In a sense, bigotry in the economic realm is a bit like pollution: Whether a prohibition is justifiable—and how stringent the limits should be—will depend on whether enough people are doing it that you have an appreciable aggregate harm. We don’t just deem carbon emission an intrinsic wrong and categorically ban it—we recognize that industrial smokestacks are probably worth regulating fairly strictly, while banning fireplaces would limit individuals freedom to use their property more severely than can be justified by the public interest in avoiding the marginal ecological harm imposed, given levels of fireplace usage observed in the real world.

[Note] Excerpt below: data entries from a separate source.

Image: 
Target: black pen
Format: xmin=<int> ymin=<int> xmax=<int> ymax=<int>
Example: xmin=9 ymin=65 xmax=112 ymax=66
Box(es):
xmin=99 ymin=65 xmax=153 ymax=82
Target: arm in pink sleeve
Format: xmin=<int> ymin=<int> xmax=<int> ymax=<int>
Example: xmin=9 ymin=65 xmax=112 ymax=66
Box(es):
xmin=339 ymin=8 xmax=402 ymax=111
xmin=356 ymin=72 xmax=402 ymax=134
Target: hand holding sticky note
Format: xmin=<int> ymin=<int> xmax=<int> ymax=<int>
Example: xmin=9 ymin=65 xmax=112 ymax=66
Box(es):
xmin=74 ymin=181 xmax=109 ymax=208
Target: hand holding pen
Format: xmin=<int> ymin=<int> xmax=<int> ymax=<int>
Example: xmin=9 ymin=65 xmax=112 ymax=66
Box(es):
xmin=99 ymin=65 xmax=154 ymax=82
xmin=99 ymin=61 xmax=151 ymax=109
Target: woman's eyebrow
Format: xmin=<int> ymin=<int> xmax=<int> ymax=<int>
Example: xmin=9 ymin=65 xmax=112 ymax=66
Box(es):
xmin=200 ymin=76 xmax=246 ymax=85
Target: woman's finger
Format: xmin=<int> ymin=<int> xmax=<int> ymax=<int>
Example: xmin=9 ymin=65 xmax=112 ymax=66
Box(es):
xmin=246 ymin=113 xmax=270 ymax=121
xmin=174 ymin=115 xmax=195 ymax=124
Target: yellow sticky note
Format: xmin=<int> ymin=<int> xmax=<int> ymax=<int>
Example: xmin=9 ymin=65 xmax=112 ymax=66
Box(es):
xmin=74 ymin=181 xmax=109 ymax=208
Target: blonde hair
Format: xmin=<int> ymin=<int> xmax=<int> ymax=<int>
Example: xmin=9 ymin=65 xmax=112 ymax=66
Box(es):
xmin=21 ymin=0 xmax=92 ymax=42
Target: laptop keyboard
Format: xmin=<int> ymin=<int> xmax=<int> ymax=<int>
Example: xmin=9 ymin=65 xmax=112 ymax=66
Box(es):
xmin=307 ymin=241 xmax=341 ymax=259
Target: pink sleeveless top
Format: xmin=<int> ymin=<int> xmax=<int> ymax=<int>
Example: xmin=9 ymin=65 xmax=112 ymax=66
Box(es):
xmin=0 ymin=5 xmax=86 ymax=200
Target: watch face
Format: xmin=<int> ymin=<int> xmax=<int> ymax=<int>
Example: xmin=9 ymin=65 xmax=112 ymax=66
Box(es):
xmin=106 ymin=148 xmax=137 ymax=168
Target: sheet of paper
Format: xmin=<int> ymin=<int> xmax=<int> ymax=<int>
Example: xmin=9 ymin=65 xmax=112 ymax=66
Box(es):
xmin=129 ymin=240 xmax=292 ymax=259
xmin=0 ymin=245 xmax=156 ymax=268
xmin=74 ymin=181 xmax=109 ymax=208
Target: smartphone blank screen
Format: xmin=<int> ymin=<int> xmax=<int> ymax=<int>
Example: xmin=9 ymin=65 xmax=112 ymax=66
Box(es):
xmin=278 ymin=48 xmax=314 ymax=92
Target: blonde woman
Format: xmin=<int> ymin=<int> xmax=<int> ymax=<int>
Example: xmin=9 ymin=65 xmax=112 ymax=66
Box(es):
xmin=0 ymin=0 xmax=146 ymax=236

This is, of course, where it’s incumbent on me as a straight guy to check my privilege. (I checked; it’s still there.) Maybe I’m empirically wrong about the practical consequences of private discrimination—which it would be easy enough to be given that I’m not on the receiving end of this particular variety. Zack Beauchamp argues that there is, in fact, good reason to expect systemic harm. If that’s the case, it might still be worth considering where the harm of exclusion is serious enough to outweigh the interest in expressive economic association. It seems plausible the balance might come out differently for, say, medical clinics and supermarkets than for wedding photographers. In other cases—like hiring—it might be that the right balance is struck by a transparency mandate, where the worst harms are inflicted on people who absorb all the opportunity costs of taking a particular job, only to belatedly discover that heterosexuality was an undisclosed job requirement.
My point here, in case it wasn’t already clear, isn’t really to argue that laws barring sexual orientation discrimination are either justified or unjustified. I don’t have enough data to say. The point is that treating private discrimination as either a categorical wrong committed by troglodytes with no liberty interests meriting consideration or an utterly inviolable right of conscience, divorced from either historical context or practical consequence, seems like a stupid way to approach the issue. If there are still enough hardcore bigots to justify restricting their expressive association in the economic domain—or in subsets of that domain—then I hope their numbers soon dwindle to the point where those restrictions become unnecessary. But at some point, I would hope we can at least agree in principle, they become a sufficiently irrelevant minority that we are not entitled to inflict legal penalties strictly as a means of signalling our superior enlightenment and symbolic disapproval.